It is of no particular note that thirty years after James Bond’s “From Russia with Love” premiered in theaters that I found myself in Japan, but there is nonetheless an analog to be found between Kronsteen’s vain attempt to steal a cryptograph, and my own attempts to break the code that is Japan.
I first lived in Japan right out of high school some twenty years ago. Growing up, I was greatly influenced by my own father’s appreciation he had developed for Japan having lived there as a serviceman and subsequently as an engineer equally influenced by such concepts as total quality systems that had found fertile root in the post-war factories of Japan.
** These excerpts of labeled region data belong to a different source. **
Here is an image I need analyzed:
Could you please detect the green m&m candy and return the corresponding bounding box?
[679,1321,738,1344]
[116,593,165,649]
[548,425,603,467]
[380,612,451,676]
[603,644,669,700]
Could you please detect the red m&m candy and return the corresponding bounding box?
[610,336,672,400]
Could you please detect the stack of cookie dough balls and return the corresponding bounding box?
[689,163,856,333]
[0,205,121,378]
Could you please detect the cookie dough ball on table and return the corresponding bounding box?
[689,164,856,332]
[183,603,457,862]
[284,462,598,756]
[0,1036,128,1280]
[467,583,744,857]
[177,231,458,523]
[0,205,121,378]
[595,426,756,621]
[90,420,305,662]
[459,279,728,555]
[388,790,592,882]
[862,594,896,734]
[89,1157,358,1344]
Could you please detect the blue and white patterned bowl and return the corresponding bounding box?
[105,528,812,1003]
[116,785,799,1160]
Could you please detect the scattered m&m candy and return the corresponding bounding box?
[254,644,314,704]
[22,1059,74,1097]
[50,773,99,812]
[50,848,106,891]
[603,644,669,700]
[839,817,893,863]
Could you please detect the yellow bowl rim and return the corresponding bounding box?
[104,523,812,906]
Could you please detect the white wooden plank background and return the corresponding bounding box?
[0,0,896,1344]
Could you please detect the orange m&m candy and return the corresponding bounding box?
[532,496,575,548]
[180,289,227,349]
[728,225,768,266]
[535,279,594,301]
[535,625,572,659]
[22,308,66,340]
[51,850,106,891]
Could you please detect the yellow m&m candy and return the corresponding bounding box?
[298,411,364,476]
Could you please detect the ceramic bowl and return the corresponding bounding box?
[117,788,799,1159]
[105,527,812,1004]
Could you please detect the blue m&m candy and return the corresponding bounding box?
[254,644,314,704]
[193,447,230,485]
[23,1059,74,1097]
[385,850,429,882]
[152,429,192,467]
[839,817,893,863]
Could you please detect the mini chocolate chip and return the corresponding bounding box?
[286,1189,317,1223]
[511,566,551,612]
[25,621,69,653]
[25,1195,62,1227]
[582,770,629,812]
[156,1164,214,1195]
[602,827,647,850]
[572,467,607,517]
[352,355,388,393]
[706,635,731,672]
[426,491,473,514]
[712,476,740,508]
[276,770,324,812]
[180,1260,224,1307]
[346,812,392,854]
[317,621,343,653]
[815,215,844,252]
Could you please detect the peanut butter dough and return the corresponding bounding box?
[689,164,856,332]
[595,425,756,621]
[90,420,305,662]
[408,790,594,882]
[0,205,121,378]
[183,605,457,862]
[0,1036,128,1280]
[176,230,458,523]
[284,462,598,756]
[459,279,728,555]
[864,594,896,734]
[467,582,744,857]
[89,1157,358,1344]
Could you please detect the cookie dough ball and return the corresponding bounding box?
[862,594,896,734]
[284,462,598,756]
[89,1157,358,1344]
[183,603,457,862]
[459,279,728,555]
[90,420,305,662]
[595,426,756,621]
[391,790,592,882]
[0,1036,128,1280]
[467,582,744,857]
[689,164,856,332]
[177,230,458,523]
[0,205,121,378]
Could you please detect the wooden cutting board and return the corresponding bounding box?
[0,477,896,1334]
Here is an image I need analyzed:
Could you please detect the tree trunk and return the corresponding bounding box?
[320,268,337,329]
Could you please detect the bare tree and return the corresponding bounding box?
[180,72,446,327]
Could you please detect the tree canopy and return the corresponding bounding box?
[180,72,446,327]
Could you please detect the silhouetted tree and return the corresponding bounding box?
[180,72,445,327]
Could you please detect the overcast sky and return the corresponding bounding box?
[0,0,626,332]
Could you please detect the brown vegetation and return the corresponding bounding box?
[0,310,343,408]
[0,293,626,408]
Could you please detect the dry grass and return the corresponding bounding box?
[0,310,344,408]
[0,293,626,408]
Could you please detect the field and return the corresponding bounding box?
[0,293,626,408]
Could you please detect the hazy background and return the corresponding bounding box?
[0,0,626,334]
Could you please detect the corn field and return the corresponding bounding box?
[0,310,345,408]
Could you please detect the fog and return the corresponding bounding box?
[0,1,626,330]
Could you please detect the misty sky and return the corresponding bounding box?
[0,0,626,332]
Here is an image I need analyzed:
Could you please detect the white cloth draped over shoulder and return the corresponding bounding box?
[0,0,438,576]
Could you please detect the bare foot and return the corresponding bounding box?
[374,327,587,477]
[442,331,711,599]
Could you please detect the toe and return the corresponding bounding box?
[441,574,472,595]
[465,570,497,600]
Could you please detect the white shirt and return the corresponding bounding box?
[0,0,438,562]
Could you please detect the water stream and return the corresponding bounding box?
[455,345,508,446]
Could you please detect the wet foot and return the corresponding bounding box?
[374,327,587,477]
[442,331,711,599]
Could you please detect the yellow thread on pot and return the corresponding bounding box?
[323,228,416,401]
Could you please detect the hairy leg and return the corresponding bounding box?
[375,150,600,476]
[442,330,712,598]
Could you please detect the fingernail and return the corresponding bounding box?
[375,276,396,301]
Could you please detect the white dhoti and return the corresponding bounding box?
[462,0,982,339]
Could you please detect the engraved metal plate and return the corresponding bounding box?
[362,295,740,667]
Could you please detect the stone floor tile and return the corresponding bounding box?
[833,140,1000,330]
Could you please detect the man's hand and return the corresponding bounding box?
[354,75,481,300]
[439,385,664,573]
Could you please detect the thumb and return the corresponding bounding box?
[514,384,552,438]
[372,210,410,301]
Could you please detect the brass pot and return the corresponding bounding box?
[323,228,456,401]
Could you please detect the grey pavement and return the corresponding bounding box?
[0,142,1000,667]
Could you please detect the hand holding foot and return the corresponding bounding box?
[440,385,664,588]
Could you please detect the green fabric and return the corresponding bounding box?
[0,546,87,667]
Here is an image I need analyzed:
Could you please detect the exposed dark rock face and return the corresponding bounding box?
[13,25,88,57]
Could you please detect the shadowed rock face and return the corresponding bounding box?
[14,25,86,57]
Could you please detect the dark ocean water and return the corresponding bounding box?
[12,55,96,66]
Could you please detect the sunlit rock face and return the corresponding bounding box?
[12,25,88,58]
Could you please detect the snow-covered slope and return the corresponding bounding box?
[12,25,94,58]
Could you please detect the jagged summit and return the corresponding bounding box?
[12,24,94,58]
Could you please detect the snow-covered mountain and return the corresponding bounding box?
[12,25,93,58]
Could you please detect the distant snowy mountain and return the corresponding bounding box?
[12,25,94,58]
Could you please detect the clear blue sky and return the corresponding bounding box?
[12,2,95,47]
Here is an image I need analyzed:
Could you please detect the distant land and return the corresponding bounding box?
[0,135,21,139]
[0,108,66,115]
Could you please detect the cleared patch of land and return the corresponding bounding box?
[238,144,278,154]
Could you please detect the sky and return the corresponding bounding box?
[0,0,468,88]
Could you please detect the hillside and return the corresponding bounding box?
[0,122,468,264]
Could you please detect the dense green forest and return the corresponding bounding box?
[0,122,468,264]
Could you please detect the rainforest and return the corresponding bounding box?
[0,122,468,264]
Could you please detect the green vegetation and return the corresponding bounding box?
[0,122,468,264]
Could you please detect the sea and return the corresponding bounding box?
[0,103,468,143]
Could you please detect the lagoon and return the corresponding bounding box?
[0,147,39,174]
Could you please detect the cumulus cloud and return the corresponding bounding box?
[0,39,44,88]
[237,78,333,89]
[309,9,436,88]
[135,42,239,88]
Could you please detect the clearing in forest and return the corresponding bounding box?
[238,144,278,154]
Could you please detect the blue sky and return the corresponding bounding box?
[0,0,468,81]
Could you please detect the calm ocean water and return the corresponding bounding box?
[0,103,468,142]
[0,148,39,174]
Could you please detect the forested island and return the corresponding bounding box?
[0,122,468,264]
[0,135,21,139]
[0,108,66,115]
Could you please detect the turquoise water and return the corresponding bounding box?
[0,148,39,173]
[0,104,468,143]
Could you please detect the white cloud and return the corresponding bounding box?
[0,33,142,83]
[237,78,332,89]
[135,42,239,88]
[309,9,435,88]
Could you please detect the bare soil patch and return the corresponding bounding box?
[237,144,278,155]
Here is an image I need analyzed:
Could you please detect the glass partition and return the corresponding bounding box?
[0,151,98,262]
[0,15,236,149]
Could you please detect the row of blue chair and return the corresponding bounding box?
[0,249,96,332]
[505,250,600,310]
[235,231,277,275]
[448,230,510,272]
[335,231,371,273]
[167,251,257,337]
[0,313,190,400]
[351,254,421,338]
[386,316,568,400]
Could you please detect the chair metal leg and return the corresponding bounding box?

Like many kids without any real sense of the world, my appreciation of Japan only broke the surface of historical curiosities; my visions of Japan not much more than dreams of becoming of a samurai or ninja “bad ass”, as it were. When I landed there back in the late summer of 1992, I barely spoke more than a single sentence: “I am Ward.” And I would leave brimming to overflow with an entirely new language and culture. But that is for another story.
Amongst the fumes of buses and city noise of Kanazawa, I found myself a world filled with the seemingly incomprehensible. Lacking any real primer, I immersed myself into Japanese culture much like a child, learning more from inductive means listening by ear and then rote repetition than the more traditional deductive texts.